C’est un titre que l’on peut lire de deux manières… C’est d’abord un propos souvent tenu par des élèves non lecteurs, en particulier par des élèves de séries technologiques. Mais derrière la provocation, on peut entendre, de la part de ces adolescents, le regret de ne pas aimer lire, de ne pas être initiés à des joies que d’autres partagent. C’est en constatant que l’école n’offrait pas vraiment à tous les élèves la liberté de devenir – ou de ne pas devenir – des lecteurs de littérature que j’ai commencé mes recherches.
Ce titre voudrait aussi rappeler une idée importante, et d’ailleurs souvent développée : si la lecture de littérature peut, certes, avoir une utilité pratique immédiate, ce n’est pas sa vocation première.

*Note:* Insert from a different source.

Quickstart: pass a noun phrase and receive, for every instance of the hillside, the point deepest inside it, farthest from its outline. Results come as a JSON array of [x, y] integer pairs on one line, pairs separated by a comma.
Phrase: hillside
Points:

Car on a parfois l’impression, à l’école, que le texte littéraire devient un support comme un autre pour développer des compétences et… obtenir de bonnes notes !
Une lecture réussie, c’est avant tout une lecture qui apporte un plaisir, émotionnel, intellectuel, esthétique, souvent d’ailleurs au prix d’efforts et de patience. Or le plaisir n’a pas d’utilité pratique immédiate. Mais, c’est justement à partir de lui que la lecture pourra, de manière souterraine, nourrir celui qui la pratique et construire son identité. C’est donc ce plaisir de lire, qui donne envie de renouveler l’expérience de la lecture, qui devrait être au cœur de la transmission de la littérature au lycée, littérature infiniment précieuse et irréductible à une quelconque « utilité ».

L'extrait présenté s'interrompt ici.